The walia ibex has features that can make it a useful model species for conservation genetics: it is endangered, with a severely depleted genetic diversity, and is closely related to a domestic species. Studying the genetics of the walia ibex will have an important impact on conservation strategies, but may also contribute to more basic scientific questions. For example, the comparison of the genomes of C. walie and C. nubiana might shed light on the genes responsible for adaptations to extremely contrasted environments. It might also help to understand how a population can persist despite a very low neutral variation.
Finally, when studying endangered species we should always keep in mind the conservation issues. Resources for improving our knowledge of species' genetics will have a huge impact on the future of conservation, but should not be taken from the already scarce resources for management.
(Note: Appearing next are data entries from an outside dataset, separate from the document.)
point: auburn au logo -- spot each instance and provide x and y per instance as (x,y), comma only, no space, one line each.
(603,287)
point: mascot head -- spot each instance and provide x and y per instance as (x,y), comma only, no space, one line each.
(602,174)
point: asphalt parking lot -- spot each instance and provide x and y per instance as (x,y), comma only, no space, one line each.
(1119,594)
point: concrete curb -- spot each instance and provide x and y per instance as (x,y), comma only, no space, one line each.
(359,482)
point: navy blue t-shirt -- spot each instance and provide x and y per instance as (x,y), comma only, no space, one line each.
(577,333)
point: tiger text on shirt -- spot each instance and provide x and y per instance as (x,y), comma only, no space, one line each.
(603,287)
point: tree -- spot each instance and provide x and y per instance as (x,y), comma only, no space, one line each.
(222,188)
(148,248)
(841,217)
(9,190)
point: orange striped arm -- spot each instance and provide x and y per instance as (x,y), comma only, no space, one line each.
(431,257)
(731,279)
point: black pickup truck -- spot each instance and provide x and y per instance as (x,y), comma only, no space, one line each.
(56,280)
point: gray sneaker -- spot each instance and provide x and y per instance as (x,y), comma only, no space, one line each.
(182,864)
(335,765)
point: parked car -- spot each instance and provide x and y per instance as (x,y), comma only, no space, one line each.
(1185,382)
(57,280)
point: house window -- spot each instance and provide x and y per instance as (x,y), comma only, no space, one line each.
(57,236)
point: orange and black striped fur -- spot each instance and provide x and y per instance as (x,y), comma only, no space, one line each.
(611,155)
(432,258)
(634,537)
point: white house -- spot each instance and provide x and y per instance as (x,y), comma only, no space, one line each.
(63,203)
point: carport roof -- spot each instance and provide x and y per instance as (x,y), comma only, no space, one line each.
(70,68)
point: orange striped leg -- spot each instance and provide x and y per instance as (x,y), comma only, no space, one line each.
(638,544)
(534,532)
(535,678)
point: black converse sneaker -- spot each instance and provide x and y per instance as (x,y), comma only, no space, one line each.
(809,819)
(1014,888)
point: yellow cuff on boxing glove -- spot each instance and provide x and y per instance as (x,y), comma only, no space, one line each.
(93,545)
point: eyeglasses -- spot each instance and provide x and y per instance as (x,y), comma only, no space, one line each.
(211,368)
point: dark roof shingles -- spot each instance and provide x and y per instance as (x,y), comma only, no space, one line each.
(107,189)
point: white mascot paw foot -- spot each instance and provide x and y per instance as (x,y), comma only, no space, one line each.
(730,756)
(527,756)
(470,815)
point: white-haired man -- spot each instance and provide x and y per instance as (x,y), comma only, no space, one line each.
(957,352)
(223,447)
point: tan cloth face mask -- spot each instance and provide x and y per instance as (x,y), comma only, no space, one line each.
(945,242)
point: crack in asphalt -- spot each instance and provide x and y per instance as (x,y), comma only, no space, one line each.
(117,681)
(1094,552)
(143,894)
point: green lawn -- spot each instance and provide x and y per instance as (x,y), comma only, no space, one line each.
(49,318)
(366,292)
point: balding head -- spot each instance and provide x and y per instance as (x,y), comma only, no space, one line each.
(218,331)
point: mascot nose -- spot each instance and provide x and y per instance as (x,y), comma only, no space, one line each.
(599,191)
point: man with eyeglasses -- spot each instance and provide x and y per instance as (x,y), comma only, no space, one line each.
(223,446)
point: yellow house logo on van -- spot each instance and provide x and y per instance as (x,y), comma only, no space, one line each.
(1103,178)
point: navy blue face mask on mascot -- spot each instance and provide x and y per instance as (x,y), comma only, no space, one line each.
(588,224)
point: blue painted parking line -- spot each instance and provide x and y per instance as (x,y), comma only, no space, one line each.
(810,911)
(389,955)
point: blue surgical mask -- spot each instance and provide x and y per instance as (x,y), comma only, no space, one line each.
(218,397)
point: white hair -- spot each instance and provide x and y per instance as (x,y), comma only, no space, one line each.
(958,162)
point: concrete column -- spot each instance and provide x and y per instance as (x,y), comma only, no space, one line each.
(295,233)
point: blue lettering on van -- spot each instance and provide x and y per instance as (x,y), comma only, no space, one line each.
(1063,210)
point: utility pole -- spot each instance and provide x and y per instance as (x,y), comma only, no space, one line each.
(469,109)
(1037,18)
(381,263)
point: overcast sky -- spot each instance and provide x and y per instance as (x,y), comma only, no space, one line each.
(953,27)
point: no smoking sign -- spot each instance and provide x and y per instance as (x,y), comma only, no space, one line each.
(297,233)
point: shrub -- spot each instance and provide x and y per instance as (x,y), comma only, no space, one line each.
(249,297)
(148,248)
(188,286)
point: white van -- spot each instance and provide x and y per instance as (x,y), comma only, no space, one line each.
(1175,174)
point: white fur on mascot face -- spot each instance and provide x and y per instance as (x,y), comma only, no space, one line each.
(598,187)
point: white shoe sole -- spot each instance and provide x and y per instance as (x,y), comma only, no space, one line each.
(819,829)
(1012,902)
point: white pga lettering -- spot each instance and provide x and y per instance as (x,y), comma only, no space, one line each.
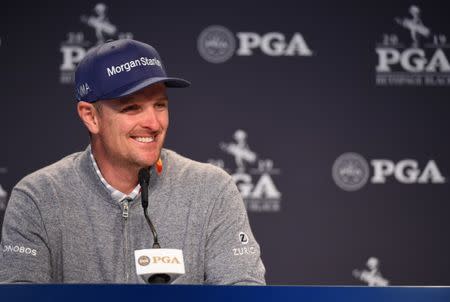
(406,171)
(264,187)
(272,44)
(412,59)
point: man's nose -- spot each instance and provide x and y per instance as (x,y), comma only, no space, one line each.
(150,119)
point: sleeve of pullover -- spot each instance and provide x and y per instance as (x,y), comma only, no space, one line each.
(24,254)
(232,253)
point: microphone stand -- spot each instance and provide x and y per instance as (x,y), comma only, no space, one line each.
(144,181)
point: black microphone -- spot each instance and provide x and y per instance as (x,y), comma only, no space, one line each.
(144,181)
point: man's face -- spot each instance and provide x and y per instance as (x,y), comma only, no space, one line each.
(131,130)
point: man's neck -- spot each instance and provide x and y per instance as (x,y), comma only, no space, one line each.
(119,177)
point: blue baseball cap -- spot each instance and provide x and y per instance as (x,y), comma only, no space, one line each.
(119,68)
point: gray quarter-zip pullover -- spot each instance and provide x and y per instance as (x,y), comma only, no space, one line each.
(61,225)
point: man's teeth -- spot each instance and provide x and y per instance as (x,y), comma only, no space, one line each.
(145,139)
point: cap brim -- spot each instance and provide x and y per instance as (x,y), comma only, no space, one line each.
(136,86)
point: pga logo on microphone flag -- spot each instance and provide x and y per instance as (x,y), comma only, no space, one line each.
(159,261)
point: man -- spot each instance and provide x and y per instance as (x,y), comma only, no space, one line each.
(80,219)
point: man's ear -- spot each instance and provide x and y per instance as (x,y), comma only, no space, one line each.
(89,116)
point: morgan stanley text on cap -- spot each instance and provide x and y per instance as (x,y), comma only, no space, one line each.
(120,68)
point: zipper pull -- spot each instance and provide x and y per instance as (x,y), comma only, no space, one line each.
(125,209)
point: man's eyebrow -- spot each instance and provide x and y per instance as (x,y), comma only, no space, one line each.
(129,98)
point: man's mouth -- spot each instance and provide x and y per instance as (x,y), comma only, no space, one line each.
(144,139)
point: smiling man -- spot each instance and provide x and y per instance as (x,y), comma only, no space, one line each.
(79,220)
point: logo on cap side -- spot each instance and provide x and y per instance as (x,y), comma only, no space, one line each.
(83,90)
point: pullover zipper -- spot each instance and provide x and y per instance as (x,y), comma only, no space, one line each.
(125,213)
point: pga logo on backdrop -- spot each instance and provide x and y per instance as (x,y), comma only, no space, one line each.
(75,47)
(351,172)
(421,60)
(217,44)
(254,176)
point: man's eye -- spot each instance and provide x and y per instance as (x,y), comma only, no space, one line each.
(161,105)
(129,108)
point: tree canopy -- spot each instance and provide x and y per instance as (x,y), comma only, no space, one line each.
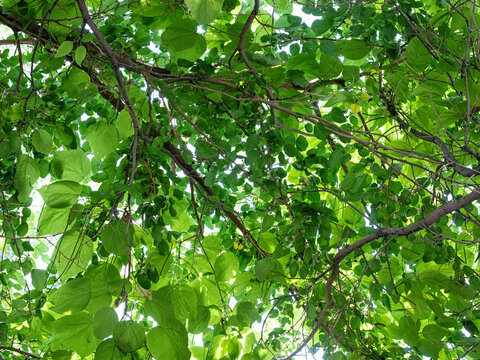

For the walia ibex, future management strategies should prioritize the establishment of a new population in a protected area, to avoid the extinction of the single current population following a catastrophic event, while facing the issues of poaching, competition with livestock and growing human impact on these high-altitude areas. Indeed, appropriate actions require considerable resources; strategies to increase the ecotourism towards this charismatic ibex might help to gather the money needed to secure the future of the unique biota of the Simen mountains.